July 20, 2021 Commentary

The deep sell off that began last spring as the U.S. and the world went into pandemic lockdown, prompted one of the shortest U.S. recessions from February to April 2020. The Relief Act reversed market declines and boosted GDP. From pandemic lows on March 31, 2020 to reopening highs on July 15, 2021, stocks gained a staggering 59% reflecting optimism that reopening would be steady without interruption.  

However, starting on Friday July 16, 2021, “stocks slumped around the world as investors rushed into haven assets after the delta coronavirus variant cast a pall over the economic recovery, while tension   between the U.S. and China escalated” (Bloomberg News July 19, 2021). Monday’s sell off, dominated by cyclical companies, resulted in the biggest dip in the S&P 500 since May due to fears over new limits or lock downs, with losses in commodities and the financial and industrial sectors, particularly in travel related companies.

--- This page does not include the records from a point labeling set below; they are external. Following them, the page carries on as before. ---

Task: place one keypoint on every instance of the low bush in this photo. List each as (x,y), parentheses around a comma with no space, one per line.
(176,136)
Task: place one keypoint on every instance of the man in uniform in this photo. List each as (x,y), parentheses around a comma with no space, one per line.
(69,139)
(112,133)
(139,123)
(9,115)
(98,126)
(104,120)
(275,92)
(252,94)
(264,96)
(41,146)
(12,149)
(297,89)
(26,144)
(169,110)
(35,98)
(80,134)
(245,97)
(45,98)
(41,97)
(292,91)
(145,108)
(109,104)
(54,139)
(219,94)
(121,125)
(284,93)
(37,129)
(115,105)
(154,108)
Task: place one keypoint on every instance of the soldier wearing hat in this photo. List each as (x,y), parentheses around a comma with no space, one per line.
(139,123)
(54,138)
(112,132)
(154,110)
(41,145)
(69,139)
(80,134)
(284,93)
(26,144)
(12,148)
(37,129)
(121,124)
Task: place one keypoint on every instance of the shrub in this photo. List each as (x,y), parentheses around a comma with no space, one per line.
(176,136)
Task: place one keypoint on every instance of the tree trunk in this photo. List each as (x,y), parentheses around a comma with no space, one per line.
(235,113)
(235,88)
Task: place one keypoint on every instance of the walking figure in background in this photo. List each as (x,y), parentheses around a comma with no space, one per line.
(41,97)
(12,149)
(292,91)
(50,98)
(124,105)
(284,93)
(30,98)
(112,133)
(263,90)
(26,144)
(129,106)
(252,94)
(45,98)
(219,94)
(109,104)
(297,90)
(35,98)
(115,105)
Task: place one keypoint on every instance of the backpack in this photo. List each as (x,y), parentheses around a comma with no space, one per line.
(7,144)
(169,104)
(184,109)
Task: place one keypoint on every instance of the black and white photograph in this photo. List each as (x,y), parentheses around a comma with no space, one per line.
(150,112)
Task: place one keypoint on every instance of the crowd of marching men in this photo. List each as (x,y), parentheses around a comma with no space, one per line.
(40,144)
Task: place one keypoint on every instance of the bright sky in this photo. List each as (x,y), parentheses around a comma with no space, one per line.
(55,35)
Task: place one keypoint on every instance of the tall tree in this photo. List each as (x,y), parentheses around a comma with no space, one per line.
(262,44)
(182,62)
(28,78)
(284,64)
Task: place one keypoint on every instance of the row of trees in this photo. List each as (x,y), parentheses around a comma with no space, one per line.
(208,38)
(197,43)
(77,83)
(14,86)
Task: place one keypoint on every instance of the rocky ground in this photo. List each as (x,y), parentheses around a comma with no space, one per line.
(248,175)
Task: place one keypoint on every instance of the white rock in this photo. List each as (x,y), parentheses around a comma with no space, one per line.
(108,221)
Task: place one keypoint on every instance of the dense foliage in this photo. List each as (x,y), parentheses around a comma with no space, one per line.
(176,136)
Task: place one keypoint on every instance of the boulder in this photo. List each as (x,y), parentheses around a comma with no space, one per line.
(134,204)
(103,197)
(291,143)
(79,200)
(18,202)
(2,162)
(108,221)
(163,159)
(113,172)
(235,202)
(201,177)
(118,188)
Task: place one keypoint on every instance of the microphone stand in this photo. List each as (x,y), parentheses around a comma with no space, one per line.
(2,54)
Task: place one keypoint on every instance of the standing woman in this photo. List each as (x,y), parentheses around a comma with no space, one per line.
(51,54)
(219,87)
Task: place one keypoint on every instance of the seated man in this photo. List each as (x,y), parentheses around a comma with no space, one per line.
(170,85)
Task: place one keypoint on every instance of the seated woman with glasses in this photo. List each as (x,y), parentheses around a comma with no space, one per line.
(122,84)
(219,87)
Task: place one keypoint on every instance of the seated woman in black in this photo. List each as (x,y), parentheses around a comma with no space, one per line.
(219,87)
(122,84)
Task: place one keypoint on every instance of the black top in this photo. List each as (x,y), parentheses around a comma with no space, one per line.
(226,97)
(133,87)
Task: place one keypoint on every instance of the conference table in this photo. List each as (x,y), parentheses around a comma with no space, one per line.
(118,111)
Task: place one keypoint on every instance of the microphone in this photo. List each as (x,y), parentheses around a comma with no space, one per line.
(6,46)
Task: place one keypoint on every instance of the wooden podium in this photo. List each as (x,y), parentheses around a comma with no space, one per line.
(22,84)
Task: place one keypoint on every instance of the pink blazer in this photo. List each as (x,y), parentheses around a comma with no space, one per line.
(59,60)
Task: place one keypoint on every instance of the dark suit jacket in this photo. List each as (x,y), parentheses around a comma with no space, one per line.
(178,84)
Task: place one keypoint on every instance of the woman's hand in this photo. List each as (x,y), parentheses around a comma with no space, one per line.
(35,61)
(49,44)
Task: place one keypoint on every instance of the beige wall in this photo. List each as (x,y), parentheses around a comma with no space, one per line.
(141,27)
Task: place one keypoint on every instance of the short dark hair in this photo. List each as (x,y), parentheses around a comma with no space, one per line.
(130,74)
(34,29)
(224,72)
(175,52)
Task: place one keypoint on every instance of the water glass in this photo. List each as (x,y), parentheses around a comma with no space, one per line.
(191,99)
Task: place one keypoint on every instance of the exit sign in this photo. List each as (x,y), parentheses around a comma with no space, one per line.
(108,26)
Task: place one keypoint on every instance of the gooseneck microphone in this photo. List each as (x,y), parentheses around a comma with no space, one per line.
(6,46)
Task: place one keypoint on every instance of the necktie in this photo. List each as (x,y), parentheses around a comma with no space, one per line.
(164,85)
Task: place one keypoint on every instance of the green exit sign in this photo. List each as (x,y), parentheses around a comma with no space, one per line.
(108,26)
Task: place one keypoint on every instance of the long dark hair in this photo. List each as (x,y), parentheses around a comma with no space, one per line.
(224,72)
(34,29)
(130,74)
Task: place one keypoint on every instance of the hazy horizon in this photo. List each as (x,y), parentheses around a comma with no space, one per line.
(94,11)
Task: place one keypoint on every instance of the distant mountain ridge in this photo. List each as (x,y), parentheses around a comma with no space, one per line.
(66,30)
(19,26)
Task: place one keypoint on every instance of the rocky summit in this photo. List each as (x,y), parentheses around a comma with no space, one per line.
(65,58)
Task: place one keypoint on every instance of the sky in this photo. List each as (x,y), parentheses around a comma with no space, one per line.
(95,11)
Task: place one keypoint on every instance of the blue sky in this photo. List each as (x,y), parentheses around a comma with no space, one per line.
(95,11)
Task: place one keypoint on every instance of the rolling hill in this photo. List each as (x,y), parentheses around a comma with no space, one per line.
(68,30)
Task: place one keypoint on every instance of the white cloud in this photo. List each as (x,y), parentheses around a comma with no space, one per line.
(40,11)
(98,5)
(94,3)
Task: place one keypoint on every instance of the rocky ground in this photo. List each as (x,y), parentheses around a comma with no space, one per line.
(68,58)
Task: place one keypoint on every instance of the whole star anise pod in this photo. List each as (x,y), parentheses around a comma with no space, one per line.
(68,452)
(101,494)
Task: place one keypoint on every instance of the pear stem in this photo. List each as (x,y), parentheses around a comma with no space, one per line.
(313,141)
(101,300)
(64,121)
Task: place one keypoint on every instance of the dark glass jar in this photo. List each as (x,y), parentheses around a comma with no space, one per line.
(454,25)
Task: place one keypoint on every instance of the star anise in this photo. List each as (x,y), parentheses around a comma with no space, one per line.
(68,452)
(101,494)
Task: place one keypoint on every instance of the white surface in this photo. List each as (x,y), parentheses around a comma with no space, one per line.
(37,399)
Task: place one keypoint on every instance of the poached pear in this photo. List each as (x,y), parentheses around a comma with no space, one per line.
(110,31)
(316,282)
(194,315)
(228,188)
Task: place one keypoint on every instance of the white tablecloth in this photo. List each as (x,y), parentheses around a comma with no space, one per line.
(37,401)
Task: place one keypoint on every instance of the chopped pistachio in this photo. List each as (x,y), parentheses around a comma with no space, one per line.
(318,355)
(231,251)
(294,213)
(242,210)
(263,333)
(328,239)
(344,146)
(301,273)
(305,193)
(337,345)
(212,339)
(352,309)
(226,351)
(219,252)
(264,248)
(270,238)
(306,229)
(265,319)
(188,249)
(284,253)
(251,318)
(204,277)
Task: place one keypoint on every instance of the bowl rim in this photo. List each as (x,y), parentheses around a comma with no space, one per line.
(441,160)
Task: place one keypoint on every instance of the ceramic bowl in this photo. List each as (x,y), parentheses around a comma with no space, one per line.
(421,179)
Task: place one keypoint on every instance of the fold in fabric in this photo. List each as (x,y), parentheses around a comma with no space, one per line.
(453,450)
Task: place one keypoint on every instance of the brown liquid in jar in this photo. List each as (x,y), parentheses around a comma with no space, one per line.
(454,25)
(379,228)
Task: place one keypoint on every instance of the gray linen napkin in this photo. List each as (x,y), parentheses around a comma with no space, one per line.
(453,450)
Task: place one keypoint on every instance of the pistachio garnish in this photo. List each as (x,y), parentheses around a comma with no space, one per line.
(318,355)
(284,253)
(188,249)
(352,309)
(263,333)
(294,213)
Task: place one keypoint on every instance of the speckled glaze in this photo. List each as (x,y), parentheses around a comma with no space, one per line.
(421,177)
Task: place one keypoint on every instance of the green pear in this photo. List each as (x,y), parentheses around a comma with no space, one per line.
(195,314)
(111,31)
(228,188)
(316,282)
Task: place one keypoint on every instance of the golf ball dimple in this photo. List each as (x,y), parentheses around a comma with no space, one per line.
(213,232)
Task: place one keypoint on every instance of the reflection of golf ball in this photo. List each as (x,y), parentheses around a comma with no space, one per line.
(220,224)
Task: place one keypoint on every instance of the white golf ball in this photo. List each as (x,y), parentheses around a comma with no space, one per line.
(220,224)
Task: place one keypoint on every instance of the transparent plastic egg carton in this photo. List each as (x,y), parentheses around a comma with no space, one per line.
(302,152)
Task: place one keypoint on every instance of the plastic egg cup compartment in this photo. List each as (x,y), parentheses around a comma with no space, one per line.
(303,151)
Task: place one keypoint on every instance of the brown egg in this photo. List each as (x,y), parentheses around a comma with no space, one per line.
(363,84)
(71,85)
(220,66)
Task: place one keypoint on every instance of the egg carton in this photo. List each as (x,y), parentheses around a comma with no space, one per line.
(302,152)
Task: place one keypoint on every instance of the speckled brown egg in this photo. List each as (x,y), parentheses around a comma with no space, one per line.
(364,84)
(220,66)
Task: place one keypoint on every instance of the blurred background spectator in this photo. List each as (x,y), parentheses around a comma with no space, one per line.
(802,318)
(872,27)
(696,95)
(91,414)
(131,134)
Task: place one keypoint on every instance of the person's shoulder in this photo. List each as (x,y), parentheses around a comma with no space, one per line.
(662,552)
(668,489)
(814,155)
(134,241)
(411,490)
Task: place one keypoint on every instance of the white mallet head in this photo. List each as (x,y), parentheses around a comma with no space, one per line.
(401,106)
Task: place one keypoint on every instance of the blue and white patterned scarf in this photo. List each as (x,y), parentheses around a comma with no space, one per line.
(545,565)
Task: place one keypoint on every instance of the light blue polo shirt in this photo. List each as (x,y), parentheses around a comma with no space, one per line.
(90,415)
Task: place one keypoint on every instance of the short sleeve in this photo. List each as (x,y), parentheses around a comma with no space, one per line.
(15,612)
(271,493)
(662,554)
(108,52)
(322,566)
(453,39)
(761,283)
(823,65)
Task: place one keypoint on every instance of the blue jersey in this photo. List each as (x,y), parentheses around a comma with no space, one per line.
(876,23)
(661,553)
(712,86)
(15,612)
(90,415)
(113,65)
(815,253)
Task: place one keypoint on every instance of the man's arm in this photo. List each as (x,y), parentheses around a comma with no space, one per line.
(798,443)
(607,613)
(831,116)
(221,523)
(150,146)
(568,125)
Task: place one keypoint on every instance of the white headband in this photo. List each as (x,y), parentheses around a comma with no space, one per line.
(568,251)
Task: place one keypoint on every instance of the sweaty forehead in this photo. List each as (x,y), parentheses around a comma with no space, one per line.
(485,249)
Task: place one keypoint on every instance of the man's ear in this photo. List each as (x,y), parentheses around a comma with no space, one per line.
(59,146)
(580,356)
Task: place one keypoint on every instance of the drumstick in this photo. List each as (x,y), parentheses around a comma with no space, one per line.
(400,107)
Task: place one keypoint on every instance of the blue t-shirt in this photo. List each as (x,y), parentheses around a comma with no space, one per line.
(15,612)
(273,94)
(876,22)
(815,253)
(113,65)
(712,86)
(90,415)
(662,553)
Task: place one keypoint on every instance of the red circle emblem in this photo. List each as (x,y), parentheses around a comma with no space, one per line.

On July 10th, 2021, Scott Gottlieb, MD, former FDA Commissioner, tweeted, “Covid cases continue to rise in UK as Delta becomes epidemic, but hospitalizations and deaths aren’t increasing at same rate as past waves, even accounting for lag between cases and hospitalizations; reflecting fact that more of most vulnerable are protected through vaccination.”  Although public health measures will likely be enacted due to the recent uptick of positive cases, we believe the response will be muted in comparison to those previously enacted, because, according to health experts, vaccines should mitigate the impact of the delta variant, especially for the vaccinated.

On Sunday July 18, 2021, The Wall Street Journal highlighted that Americans stepped up retail spending in the month of June, offering a boost to the economic recovery. This 0.6% increase in retail sales, as measured by purchases at stores, restaurants, and online, beat economists’ expectations, particularly since spending had slowed in late spring. 

According to the U.S. Bureau of Labor Statistics, “Total nonfarm payroll employment rose by 850,000 in June, following increases of 583,000 in May and 269,000 in April. In June, nonfarm payroll employment was up by 15.6 million since April 2020 but remains down by 6.8 million, or 4.4%, from its pre-pandemic level in February 2020.”

As we mentioned in our last letter, corporate earnings are key drivers of stock prices, and the Quarter 2 earnings season is off to a good start.  Although only 8% of the companies in the S&P 500 have reported Quarter 2 results thus far, according to Fact Set, “85% of these companies have reported actual EPS (earnings per share) above estimates” and, “in aggregate, companies are reporting earnings that are 22.9% above estimates, which is above the 5 year average of 7.8%.”

We believe these trends in retail sales, job creation, and corporate earnings are reason for optimism that the economy will continue to expand, albeit with some interruption.  We continue to focus on owning quality stocks with reasonable valuations and strong revenue and earnings projections that we believe will provide our clients with future gain.